Eomma,” panggil Yoogeun, “Kata Euisa (dokter) Ahjussi tanganku hanya terkilir dan akan segera sembuh asal aku tidak banyak gerak,” lanjutnya menjelaskan hal yang baru saja ia dengar tentang keadaannya.

“Woah, Yoogeun-ah sungguh pandai,” ucap dokter yang masih duduk di hadapan Yoogeun, tangan dokter itu mengelus puncak kepala Yoogeun dengan lembut.

“Ah, syukurlah,” ucap Yoora lega.

Dokter yang sejak tadi membelakangi Yoora kini mulai memutar tubuhnya. Tugasnya sudah selesai—memeriksa dan memberitahu keadaan pasien. Yoora berniat mengucapkan terima kasih atas bantuan dokter yang telah memeriksa anaknya, namun kata-kata itu tertahan di bibirnya ketika matanya menangkap seulas wajah yang familiar dalam ingatannya.

Hanya ada satu orang yang Yoora kenal yang memiliki hidung mancung itu, hanya satu namja yang ia tahu memiliki mata teduh yang seolah dapat menyedot dirinya dalam pesona tak terelakkan.

“Yoo…ra?” gumam dokter itu pelan, sinar matanya tak dapat menyembunyikan keterkejutan ketika menyadari yeoja yang berdiri di hadapannya.

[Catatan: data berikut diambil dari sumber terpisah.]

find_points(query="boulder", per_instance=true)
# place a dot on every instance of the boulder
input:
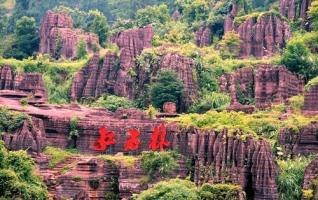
(57, 29)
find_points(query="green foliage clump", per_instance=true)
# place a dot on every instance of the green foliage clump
(17, 179)
(10, 121)
(57, 155)
(167, 88)
(81, 49)
(26, 39)
(173, 189)
(112, 102)
(152, 15)
(291, 177)
(230, 45)
(162, 163)
(220, 191)
(211, 101)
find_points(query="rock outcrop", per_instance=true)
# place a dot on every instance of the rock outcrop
(266, 85)
(203, 37)
(249, 162)
(311, 101)
(28, 85)
(58, 36)
(293, 9)
(263, 36)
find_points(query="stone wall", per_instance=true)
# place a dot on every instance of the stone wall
(28, 85)
(263, 36)
(58, 28)
(267, 84)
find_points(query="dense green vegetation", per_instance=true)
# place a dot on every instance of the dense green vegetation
(17, 178)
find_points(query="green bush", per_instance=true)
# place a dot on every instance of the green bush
(211, 101)
(167, 88)
(10, 121)
(220, 192)
(291, 177)
(162, 163)
(112, 102)
(17, 179)
(174, 189)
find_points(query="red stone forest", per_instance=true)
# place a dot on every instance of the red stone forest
(159, 100)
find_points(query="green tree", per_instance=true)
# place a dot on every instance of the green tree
(167, 88)
(97, 23)
(313, 13)
(230, 45)
(26, 39)
(173, 189)
(297, 58)
(153, 14)
(81, 49)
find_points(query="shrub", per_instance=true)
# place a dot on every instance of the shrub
(220, 191)
(173, 189)
(291, 177)
(112, 102)
(57, 155)
(211, 101)
(167, 88)
(162, 163)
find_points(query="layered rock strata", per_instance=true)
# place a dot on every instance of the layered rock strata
(203, 37)
(263, 36)
(27, 85)
(58, 36)
(266, 85)
(249, 162)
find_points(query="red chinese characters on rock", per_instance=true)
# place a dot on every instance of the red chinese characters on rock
(158, 139)
(106, 139)
(133, 142)
(157, 142)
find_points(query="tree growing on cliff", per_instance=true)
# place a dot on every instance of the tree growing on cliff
(167, 88)
(81, 49)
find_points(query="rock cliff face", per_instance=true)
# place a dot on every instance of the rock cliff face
(295, 9)
(203, 37)
(249, 162)
(305, 142)
(263, 36)
(109, 76)
(28, 85)
(57, 31)
(311, 98)
(266, 85)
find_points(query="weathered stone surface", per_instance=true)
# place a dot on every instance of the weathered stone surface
(203, 37)
(28, 85)
(267, 84)
(170, 108)
(58, 27)
(311, 101)
(305, 142)
(311, 174)
(31, 137)
(263, 36)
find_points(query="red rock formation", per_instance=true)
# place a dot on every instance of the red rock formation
(268, 84)
(311, 101)
(58, 27)
(29, 85)
(311, 174)
(275, 85)
(229, 20)
(263, 36)
(305, 142)
(203, 37)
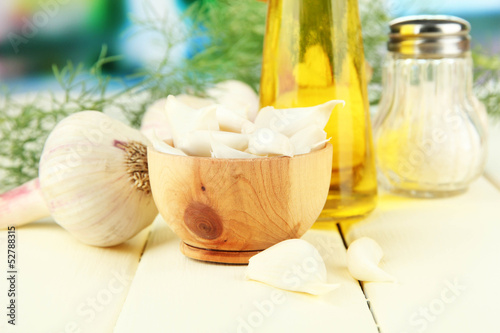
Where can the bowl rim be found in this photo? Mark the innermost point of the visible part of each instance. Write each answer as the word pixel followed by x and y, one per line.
pixel 152 150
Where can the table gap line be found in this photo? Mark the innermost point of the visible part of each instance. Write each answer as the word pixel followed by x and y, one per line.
pixel 339 227
pixel 135 273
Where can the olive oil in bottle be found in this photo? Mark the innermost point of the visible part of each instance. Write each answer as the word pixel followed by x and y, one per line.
pixel 313 53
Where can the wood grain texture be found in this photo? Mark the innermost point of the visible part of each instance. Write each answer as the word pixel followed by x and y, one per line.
pixel 239 204
pixel 65 286
pixel 444 254
pixel 172 293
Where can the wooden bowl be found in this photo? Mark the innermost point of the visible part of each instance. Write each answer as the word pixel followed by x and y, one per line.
pixel 227 210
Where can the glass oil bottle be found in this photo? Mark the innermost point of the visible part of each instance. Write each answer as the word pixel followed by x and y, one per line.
pixel 313 53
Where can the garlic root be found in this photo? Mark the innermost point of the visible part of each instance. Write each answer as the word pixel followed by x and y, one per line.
pixel 94 180
pixel 363 258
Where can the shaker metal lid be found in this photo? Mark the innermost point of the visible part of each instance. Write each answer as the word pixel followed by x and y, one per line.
pixel 429 35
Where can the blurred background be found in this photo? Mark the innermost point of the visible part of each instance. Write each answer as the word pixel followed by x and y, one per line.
pixel 34 34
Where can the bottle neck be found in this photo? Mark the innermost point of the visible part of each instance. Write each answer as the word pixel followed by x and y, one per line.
pixel 439 76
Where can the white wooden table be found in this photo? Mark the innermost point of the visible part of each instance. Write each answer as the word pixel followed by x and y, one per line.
pixel 445 254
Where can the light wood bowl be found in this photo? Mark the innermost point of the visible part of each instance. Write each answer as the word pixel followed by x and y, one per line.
pixel 227 210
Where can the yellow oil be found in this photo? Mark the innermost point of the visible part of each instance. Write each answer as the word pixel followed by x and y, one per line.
pixel 313 53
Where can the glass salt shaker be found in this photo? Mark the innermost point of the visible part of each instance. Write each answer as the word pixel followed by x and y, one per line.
pixel 430 131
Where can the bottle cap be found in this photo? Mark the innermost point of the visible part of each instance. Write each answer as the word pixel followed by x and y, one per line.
pixel 429 36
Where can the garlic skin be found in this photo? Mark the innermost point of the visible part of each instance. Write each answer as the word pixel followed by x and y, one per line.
pixel 155 121
pixel 198 143
pixel 308 139
pixel 234 95
pixel 220 150
pixel 184 119
pixel 164 147
pixel 238 96
pixel 363 258
pixel 265 141
pixel 291 121
pixel 231 121
pixel 293 265
pixel 93 176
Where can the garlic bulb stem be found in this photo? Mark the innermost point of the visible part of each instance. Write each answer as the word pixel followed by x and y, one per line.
pixel 22 205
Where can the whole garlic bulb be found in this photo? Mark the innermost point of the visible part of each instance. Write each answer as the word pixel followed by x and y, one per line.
pixel 93 180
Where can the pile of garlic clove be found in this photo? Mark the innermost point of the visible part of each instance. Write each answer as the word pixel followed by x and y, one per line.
pixel 222 131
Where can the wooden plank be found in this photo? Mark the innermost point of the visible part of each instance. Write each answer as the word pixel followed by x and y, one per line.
pixel 492 170
pixel 63 285
pixel 172 293
pixel 445 255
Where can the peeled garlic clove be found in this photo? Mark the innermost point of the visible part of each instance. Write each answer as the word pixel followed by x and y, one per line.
pixel 184 119
pixel 220 150
pixel 305 140
pixel 198 143
pixel 230 121
pixel 294 265
pixel 164 147
pixel 291 121
pixel 155 121
pixel 265 141
pixel 237 96
pixel 363 258
pixel 194 101
pixel 94 178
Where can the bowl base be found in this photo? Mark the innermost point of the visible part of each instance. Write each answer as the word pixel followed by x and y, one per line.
pixel 225 257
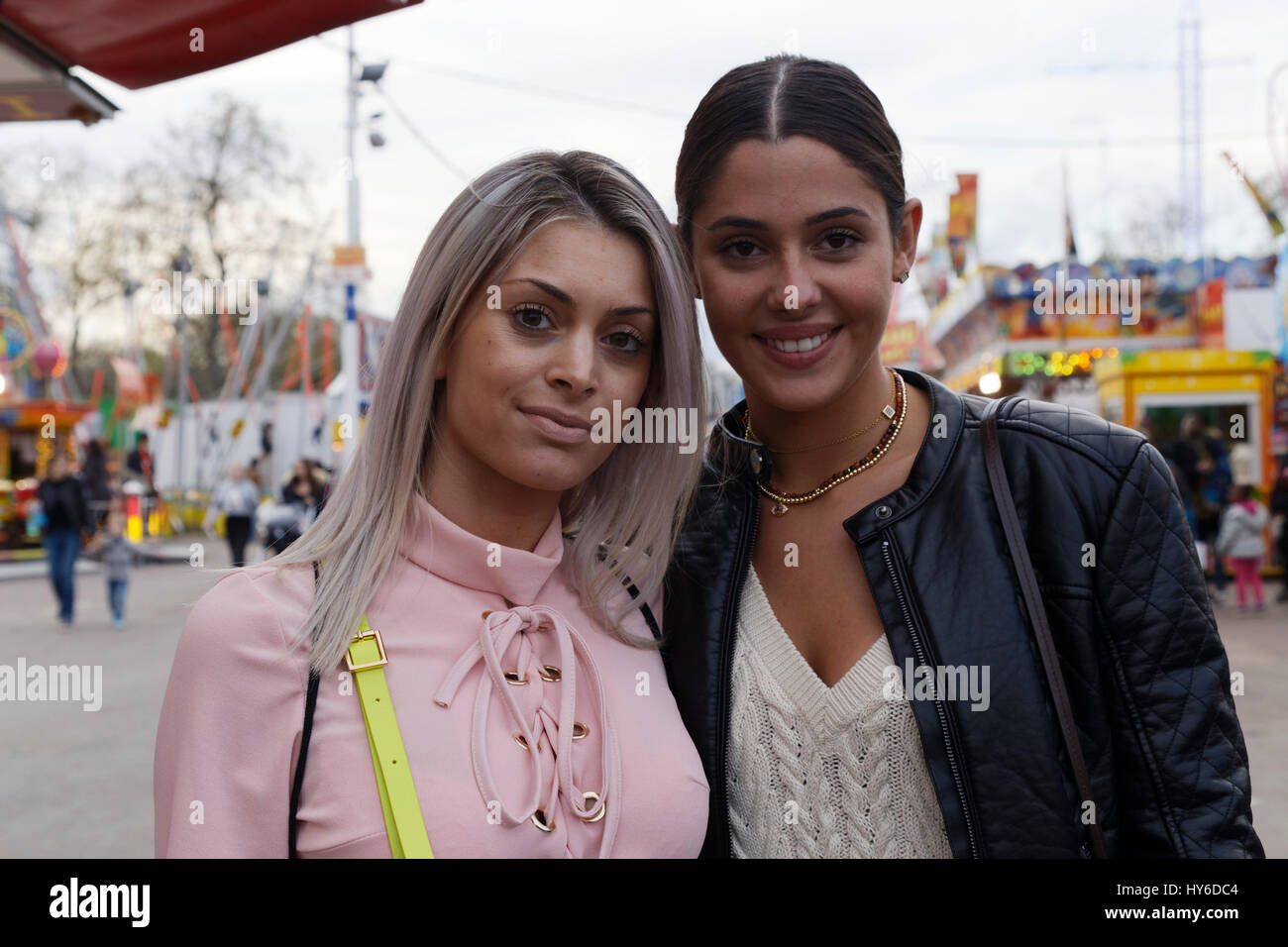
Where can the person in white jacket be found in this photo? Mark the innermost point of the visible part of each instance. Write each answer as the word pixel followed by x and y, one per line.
pixel 1241 544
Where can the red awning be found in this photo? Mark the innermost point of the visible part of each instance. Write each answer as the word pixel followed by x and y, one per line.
pixel 141 43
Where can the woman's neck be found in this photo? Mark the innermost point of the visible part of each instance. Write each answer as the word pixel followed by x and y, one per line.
pixel 482 501
pixel 789 433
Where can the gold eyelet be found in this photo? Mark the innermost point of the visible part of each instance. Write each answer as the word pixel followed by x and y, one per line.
pixel 590 795
pixel 523 741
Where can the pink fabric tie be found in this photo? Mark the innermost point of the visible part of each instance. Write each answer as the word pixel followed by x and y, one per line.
pixel 496 633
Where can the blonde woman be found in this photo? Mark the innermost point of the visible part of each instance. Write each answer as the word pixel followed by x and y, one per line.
pixel 478 514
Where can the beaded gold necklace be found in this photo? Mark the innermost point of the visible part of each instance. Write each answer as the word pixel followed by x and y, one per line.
pixel 896 414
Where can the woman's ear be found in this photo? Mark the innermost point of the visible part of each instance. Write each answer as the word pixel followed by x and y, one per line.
pixel 906 241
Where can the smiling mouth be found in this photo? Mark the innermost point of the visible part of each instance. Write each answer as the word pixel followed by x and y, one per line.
pixel 799 344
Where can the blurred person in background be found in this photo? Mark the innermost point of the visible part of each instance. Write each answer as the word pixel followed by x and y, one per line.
pixel 1279 508
pixel 98 492
pixel 1205 463
pixel 237 496
pixel 67 515
pixel 140 466
pixel 117 557
pixel 1239 540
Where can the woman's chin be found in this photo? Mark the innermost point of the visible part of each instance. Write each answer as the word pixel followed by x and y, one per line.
pixel 798 395
pixel 548 474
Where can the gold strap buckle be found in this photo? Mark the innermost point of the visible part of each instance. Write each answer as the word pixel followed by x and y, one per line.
pixel 380 648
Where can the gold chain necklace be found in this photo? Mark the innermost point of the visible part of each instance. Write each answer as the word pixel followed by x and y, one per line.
pixel 885 415
pixel 785 501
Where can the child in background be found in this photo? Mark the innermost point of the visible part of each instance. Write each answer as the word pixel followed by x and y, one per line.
pixel 117 556
pixel 1239 541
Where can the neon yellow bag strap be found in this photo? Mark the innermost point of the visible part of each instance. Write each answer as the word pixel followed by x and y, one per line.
pixel 403 821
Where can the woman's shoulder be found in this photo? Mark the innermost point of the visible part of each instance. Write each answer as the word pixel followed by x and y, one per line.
pixel 1067 433
pixel 254 611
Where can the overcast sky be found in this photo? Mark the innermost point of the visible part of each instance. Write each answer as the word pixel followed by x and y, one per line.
pixel 967 88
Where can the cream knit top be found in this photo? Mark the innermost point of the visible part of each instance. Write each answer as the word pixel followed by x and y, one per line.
pixel 818 772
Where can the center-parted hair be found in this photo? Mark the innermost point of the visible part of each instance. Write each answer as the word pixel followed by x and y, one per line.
pixel 780 97
pixel 625 517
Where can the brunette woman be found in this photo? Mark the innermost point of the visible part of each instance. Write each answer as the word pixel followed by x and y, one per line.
pixel 849 644
pixel 511 562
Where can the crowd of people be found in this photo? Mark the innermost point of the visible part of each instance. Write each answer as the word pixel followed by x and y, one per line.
pixel 279 519
pixel 1227 517
pixel 80 506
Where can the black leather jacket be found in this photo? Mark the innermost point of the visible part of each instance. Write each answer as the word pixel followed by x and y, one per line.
pixel 1146 673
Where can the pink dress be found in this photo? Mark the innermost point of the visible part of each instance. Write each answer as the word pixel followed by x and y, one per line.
pixel 605 724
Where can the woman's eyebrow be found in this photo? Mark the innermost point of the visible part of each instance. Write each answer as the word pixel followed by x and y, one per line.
pixel 567 300
pixel 748 223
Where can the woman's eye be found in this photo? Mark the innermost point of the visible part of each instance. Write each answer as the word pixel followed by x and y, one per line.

Tubuh Yoora menegang. Rasa sesak mendera dadanya—mungkin karena sekejap paru-parunya sempat tidak berfungsi ketika otaknya terlalu sibuk menahan beribu memori yang tiba-tiba saja mencuat dalam kepalanya. Kedua tangan Yoora terkepal di sisi tubuhnya, mencoba menahan dirinya dari emosi yang tak dapat terartikan—entah kecewa, marah, benci, atau bahkan mungkin emosi lain yang ingin ia sangkal ketika matanya kembali menatap wajah tak asing itu, Minho.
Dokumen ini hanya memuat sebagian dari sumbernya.